En fin d’interview, Nana Aicha révèle qu’à demi-mot, que parmi ses cinq enfants, les deux derniers sont nés entre l’Algérie et Agadez. Et sur ce chapitre, elle reste silencieuse…

      

L’Algérie malgré tout

 

L’Algérie opère depuis quelques années, et souvent avec l’accord du gouvernement nigérien des vagues d’expulsions massives de migrants subsahariens. Les migrantes de Kantché constituent le plus gros lot selon des sources officielles. Les refoulements se sont accentués avec la pandémie de la Covid-19. Les forces de sécurité algériennes font des descentes inopinées dans certaines villes pour démanteler les campements des migrants.

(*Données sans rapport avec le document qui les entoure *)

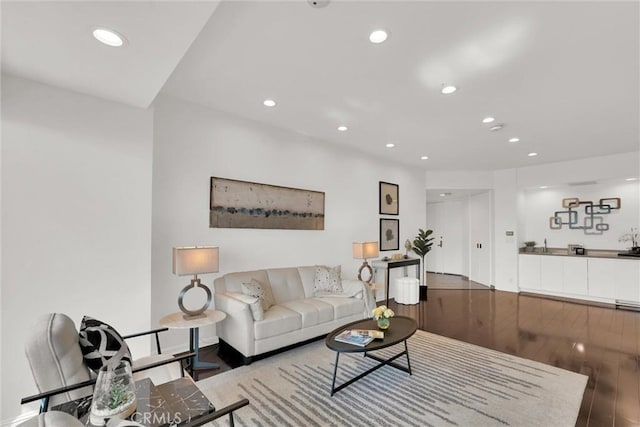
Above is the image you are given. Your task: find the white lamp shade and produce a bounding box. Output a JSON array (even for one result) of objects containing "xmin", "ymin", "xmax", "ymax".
[
  {"xmin": 353, "ymin": 242, "xmax": 378, "ymax": 259},
  {"xmin": 173, "ymin": 246, "xmax": 218, "ymax": 276}
]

Ces expulsions massives ont accentué malheureusement la vulnérabilité de milliers de ménages nigériens. Les interventions humanitaires de l’Etat nigérien et des ONG qui soutiennent les retournés à travers des activités génératrices de revenus sont aux yeux des migrantes, insignifiantes. Pour elles, l‘Algérie demeure l‘eldorado. Malgré le durcissement des mesures de contrôle aux frontières et les refoulements massifs, ces femmes nourrissent toujours le projet de retourner en Algérie car pour elles, la migration vers ce pays, constitue un levier de leur résilience face à la pauvreté.